L'extrême droite française devenue plus frileuse à soutenir ouvertement Donald Trump

  • Le principal parti français d'extrême droite, le Rassemblement national, se montre beaucoup plus prudent que par le passé pour soutenir ouvertement Donald Trump
  • Eric Ciotti, l'ex-patron des Républicains (droite traditionnelle), désormais rallié au Rassemblement national (RN), a ainsi estimé mardi qu'une élection de l'ancien président Donald Trump "serait plus profitable pour les équilibres économiques"

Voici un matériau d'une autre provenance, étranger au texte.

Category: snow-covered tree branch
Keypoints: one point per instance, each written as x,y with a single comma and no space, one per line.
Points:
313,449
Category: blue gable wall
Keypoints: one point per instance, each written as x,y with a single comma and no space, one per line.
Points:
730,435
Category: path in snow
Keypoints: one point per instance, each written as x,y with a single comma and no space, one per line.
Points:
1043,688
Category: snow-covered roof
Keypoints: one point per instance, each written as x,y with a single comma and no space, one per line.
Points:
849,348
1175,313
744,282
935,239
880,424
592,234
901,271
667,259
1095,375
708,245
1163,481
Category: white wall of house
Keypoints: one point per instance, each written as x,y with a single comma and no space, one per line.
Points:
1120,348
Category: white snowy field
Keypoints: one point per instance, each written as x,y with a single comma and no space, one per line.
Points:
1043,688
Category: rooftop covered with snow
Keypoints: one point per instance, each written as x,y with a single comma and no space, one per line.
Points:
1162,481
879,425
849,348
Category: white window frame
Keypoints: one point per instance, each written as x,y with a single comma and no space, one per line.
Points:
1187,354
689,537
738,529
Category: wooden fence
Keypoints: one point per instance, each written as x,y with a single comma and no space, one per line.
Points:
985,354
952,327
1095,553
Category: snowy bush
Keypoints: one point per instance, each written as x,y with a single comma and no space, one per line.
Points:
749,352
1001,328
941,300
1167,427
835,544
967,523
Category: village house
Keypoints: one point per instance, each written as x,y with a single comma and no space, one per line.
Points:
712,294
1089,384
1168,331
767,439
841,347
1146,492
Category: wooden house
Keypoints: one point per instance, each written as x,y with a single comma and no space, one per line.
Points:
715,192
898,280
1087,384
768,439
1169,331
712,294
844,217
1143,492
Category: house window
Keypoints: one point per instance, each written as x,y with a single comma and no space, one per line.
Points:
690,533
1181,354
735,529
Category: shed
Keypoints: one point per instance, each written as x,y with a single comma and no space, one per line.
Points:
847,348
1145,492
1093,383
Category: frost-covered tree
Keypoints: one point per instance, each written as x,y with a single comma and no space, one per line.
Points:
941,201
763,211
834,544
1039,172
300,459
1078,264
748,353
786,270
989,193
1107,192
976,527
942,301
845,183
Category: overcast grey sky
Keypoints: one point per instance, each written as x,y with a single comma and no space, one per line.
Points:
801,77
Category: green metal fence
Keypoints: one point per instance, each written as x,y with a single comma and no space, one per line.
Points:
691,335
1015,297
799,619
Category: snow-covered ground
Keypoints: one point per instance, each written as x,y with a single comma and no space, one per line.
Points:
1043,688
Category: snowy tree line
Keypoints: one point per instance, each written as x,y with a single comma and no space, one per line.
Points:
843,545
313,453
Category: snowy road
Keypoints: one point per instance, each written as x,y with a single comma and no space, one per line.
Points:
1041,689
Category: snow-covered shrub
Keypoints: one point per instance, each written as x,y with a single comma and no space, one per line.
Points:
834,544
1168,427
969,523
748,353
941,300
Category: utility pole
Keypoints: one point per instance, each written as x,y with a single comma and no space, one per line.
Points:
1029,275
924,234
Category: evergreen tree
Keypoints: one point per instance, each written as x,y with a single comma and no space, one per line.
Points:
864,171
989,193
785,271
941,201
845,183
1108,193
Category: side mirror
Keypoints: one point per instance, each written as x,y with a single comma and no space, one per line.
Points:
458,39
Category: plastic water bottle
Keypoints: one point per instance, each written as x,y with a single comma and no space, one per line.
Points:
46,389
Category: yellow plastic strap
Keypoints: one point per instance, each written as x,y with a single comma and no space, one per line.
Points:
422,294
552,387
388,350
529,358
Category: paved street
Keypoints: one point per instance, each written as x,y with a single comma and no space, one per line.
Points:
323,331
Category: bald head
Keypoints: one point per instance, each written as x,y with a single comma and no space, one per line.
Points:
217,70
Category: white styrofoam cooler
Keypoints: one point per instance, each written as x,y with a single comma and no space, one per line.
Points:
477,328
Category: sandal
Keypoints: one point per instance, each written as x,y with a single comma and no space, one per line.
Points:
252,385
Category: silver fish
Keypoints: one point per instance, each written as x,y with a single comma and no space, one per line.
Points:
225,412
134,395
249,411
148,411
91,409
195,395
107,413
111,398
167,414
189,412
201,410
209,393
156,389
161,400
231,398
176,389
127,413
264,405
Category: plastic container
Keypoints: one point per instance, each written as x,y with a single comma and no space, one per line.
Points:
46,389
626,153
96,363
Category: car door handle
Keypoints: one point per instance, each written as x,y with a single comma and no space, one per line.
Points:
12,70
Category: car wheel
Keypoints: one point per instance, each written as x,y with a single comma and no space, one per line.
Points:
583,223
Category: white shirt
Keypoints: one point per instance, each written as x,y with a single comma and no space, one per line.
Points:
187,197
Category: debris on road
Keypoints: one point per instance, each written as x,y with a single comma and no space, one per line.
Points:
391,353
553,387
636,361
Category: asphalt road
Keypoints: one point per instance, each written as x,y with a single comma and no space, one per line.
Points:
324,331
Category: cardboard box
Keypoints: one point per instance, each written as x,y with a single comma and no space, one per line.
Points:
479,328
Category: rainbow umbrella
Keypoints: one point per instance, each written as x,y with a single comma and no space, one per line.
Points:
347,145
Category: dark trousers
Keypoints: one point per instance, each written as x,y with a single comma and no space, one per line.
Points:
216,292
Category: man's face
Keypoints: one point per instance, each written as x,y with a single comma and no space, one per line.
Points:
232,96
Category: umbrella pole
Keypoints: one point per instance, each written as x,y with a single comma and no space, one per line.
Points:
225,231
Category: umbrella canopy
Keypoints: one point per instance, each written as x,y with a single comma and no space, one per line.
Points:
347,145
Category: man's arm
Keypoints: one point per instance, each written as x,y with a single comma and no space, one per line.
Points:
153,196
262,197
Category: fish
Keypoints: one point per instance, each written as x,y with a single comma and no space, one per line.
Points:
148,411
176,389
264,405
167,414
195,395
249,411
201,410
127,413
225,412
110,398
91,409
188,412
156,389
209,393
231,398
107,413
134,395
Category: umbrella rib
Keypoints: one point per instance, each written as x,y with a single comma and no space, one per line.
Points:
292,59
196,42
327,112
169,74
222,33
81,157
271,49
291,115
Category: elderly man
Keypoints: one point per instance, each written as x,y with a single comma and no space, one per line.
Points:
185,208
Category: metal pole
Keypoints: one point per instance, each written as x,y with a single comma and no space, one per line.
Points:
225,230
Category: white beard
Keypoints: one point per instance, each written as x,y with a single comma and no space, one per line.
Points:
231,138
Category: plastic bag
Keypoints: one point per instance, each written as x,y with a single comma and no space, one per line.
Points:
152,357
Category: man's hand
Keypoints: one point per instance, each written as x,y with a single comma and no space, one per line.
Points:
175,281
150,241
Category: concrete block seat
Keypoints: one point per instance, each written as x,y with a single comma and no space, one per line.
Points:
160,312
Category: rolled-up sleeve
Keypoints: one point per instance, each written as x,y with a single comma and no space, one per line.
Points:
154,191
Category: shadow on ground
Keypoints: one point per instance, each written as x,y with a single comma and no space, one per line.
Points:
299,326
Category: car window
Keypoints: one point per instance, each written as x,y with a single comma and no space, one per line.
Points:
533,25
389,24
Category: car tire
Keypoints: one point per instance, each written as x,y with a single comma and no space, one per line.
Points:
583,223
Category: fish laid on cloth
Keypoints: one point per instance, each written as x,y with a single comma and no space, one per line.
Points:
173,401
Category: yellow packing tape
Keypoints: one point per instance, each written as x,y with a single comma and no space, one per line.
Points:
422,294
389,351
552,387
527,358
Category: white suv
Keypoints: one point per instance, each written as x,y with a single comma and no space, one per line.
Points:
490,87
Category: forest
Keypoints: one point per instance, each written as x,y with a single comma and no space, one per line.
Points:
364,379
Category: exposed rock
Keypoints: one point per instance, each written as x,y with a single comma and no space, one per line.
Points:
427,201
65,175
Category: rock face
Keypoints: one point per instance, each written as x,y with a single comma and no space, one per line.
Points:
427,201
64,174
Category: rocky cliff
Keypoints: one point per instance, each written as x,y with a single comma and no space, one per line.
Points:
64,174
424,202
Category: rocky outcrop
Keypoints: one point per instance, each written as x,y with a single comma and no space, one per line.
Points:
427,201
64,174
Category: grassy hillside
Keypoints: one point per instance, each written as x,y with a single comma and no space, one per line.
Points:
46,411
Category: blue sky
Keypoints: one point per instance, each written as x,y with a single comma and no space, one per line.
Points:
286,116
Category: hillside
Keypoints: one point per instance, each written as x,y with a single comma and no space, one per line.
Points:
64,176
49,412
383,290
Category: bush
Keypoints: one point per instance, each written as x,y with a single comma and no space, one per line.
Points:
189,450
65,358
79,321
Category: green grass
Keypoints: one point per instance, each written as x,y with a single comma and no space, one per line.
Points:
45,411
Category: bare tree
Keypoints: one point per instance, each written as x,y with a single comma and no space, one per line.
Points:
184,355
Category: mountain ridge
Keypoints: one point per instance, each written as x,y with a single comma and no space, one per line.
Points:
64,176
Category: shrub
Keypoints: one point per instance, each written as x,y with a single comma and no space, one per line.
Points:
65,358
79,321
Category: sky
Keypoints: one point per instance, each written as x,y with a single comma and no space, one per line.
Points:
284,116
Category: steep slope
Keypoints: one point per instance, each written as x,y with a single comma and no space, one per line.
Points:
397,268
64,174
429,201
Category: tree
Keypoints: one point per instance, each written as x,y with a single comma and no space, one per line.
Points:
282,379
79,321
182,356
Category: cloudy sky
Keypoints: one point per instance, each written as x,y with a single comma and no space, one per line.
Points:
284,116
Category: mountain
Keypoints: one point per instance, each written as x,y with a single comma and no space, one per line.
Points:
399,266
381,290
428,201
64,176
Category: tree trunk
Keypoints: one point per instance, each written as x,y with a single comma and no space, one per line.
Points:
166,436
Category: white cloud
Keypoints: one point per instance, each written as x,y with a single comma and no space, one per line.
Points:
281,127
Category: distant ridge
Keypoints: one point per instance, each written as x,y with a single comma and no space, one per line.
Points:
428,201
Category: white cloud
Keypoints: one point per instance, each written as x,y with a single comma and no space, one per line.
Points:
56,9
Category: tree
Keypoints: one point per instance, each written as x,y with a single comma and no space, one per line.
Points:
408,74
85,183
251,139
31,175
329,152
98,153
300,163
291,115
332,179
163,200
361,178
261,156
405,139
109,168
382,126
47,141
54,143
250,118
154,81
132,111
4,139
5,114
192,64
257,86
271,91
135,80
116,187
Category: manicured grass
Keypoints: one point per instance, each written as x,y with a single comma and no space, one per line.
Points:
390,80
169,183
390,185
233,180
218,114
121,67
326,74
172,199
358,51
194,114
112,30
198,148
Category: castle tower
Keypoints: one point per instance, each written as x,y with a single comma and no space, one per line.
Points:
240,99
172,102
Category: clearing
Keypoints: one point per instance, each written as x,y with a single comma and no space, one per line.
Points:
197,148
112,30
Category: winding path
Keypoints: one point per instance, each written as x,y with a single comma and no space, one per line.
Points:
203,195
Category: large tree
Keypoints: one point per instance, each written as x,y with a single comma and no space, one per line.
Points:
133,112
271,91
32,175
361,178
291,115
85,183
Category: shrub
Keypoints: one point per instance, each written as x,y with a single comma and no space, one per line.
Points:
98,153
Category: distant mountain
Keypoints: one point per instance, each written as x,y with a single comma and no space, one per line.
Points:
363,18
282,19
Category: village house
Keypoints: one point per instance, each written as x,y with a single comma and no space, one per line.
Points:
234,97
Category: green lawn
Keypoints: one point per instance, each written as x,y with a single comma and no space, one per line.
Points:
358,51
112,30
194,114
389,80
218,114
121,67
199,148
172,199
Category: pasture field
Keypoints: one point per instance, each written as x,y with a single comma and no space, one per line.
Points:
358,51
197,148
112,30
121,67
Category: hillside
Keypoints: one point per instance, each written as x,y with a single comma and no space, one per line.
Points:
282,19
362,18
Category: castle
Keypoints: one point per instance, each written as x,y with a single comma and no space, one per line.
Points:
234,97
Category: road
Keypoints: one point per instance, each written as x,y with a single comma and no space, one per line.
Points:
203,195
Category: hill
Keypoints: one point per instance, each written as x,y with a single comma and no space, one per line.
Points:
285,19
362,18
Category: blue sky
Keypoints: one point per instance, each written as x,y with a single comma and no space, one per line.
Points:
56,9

PARIS: Le principal parti français d'extrême droite, le Rassemblement national, se montre beaucoup plus prudent que par le passé pour soutenir ouvertement Donald Trump, même si plusieurs personnalités ne cachent pas leur enthousiasme pour le très clivant candidat à la présidentielle américaine.

Eric Ciotti, l'ex-patron des Républicains (droite traditionnelle), désormais rallié au Rassemblement national (RN), a ainsi estimé mardi qu'une élection de l'ancien président Donald Trump "serait plus profitable pour les équilibres économiques et politiques" du monde.

Critiquant "la dérive vers la gauche et l'ultra-gauche" des démocrates américains, selon lui partisans d'une "immigration irrégulière de masse" et d'un "wokisme terrifiant", M. Ciotti se dit "cohérent" avec son positionnement national.

Une façon pour lui de lancer une pique au dirigeant du RN Jordan Bardella.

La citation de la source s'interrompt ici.